Thorac Cardiovasc Surg 2020; 68(S 01): S1-S72
DOI: 10.1055/s-0040-1705348
Oral Presentations
Sunday, March 1st, 2020
Mechanical Circulatory Support
Georg Thieme Verlag KG Stuttgart · New York

Left Ventricular Assist Device Implantation May Be Feasible in Appropriately Selected Patients with Associated Right Ventricular Dysfunction

L. Volevski
1   Marburg, Germany
,
T. Andrási
1   Marburg, Germany
,
A. Rastan
2   Rotenburg a.d.Fulda, Germany
› Author Affiliations
Further Information

Publication History

Publication Date:
13 February 2020 (online)

Objectives: Right ventricular (RV) failure portends poor outcomes after left ventricular assist device (LVAD) implantation. Current guidelines recommend that tricuspid regurgitation should be addressed with annuloplasty valve repair (TVR) to avoid RV failure post-LVAD insertion. The present study aimed to investigate the impact of preoperative RV dysfunction on short-term survival after LVAD implantation.

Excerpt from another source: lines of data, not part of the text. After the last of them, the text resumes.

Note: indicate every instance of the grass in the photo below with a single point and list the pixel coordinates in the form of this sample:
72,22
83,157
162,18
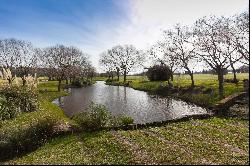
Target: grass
29,130
211,141
204,81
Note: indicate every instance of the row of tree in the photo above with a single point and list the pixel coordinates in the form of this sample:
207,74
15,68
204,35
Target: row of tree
56,62
219,42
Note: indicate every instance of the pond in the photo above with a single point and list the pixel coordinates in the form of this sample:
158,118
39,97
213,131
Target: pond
119,100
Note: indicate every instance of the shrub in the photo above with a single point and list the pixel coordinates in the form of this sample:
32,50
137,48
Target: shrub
76,83
97,117
15,100
231,80
22,140
159,73
94,118
126,120
81,83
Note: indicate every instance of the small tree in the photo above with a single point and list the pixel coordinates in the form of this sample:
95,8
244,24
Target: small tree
159,73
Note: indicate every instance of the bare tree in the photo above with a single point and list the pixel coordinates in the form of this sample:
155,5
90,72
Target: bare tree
167,58
19,56
240,35
180,48
126,57
107,61
63,60
212,47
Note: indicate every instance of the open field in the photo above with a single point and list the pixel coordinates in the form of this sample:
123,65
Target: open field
204,81
217,140
212,141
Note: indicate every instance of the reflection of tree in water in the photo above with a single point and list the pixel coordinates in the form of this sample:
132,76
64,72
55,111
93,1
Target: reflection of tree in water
125,94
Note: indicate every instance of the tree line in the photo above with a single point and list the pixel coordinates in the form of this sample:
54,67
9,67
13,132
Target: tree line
57,62
219,42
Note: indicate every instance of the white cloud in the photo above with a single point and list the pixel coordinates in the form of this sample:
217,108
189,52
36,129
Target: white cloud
147,19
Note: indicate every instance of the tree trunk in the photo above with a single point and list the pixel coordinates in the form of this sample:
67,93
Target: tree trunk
191,74
59,85
234,72
192,79
125,75
221,81
24,81
172,75
118,73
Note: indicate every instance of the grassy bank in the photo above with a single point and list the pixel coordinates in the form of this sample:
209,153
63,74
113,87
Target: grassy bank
30,130
205,93
211,141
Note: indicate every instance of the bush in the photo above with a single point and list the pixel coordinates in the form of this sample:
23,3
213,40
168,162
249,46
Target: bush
19,140
15,100
159,73
94,118
81,83
126,120
97,117
231,80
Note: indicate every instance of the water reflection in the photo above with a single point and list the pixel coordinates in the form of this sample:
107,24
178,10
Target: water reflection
120,100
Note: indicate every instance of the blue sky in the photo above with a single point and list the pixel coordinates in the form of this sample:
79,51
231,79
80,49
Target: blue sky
96,25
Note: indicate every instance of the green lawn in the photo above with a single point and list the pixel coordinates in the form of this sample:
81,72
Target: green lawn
211,141
205,81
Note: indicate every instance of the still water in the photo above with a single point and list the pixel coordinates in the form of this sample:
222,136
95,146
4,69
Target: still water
119,100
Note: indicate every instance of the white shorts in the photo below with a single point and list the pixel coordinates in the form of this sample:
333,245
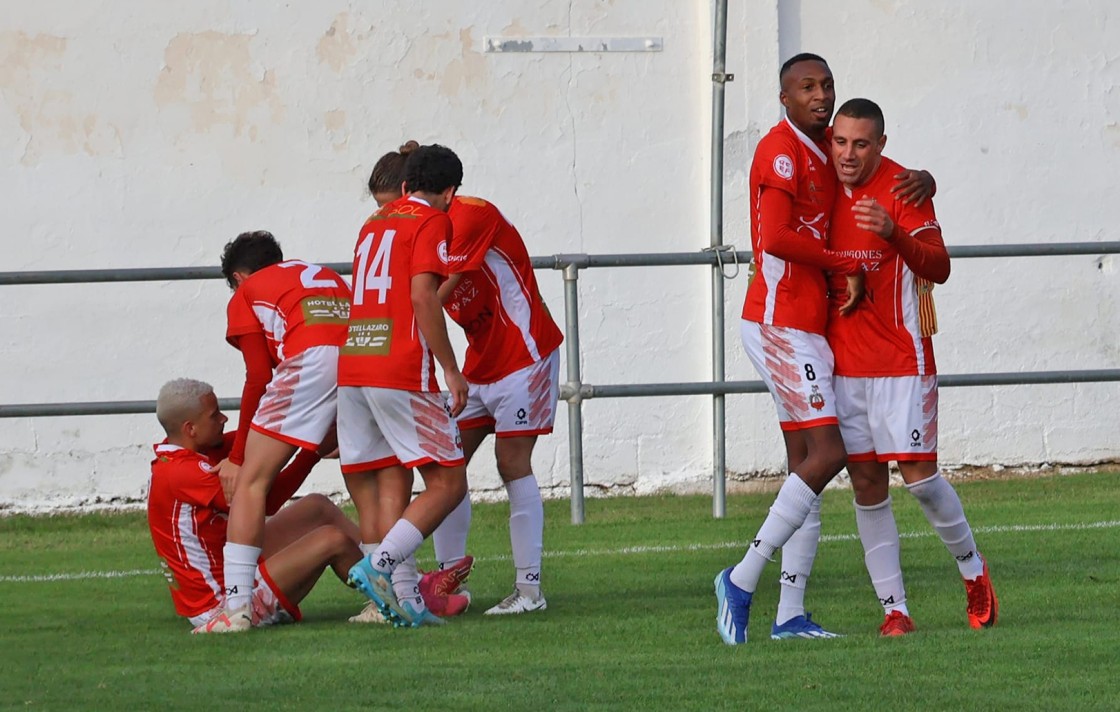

Methods: A retrospective, single-center analysis of patients undergoing LVAD implantation between September 2015 and February 2019 was performed. The primary outcome was in-hospital survival. Perioperative characteristics including RV function, pulmonary hypertension (PHT) and post-LVAD implantation adverse events were assessed and compared.

Results: Of 24 patients studied, 17 (70.8%) survived hospital stay. Age (62.2 ± 12.3 vs. 66.1 ± 8.5 years), male gender (82.4 vs. 71.4%), preoperative LV-EF (15.9 ± 5.3 vs. 13.6 ± 3.8%), incidence of preoperative ICD (41.2 vs. 71.4%), dialysis (29.4 vs. 14.3%), previous cardiac surgery (28.6 vs.14.2%), preoperative shock (52.9 vs. 42.9%), CPR (35.3 vs. 42.9%), and ECMO (35.3 vs. 28.6%) did not differ in survivors and nonsurvivors, respectively. Concomitant cardiac surgery has been similarly (42.9 vs. 17.6%) performed in both groups. Whereas survivors received more often preoperatively Impella (35.3 vs.0%, p = 0.037), had shorter intubation time (3.3 ± 3.5 vs. 11.4 ± 11.1 days, p = 0.0053) and ICU stay (12.4 ± 9.8 vs. 34.3 ± 34 days, p = 0.01) compared to nonsurvivors respectively, nonsurvivors suffered more of preoperative PHT (85.7 vs. 47.1%, p = 0.043), had higher preoperative mean PAP values (37.0 ± 9.6 vs. 29.8 ± 12.2 mm Hg, p = 0.044 gH) and received more concomitant TVR (42.9 vs. 11.8%, p = 0.047) than survivors respectively. Nonetheless, survivors receiving TVR had lower preoperative mean PAP (26.7 ± 5.8 vs. 45 ± 5 mm Hg, p = 0.007) compared to nonsurvivors receiving TVR.

Conclusion: In this cohort, patients with relevant preoperative PHT have the highest risk of death after LVAD. Concomitant tricuspid valve repair appears to be beneficial only in patients with moderate preoperative PHT. These findings confirm the need for biventricular mechanical support in patients suffering from severe PHT in addition to LV failure.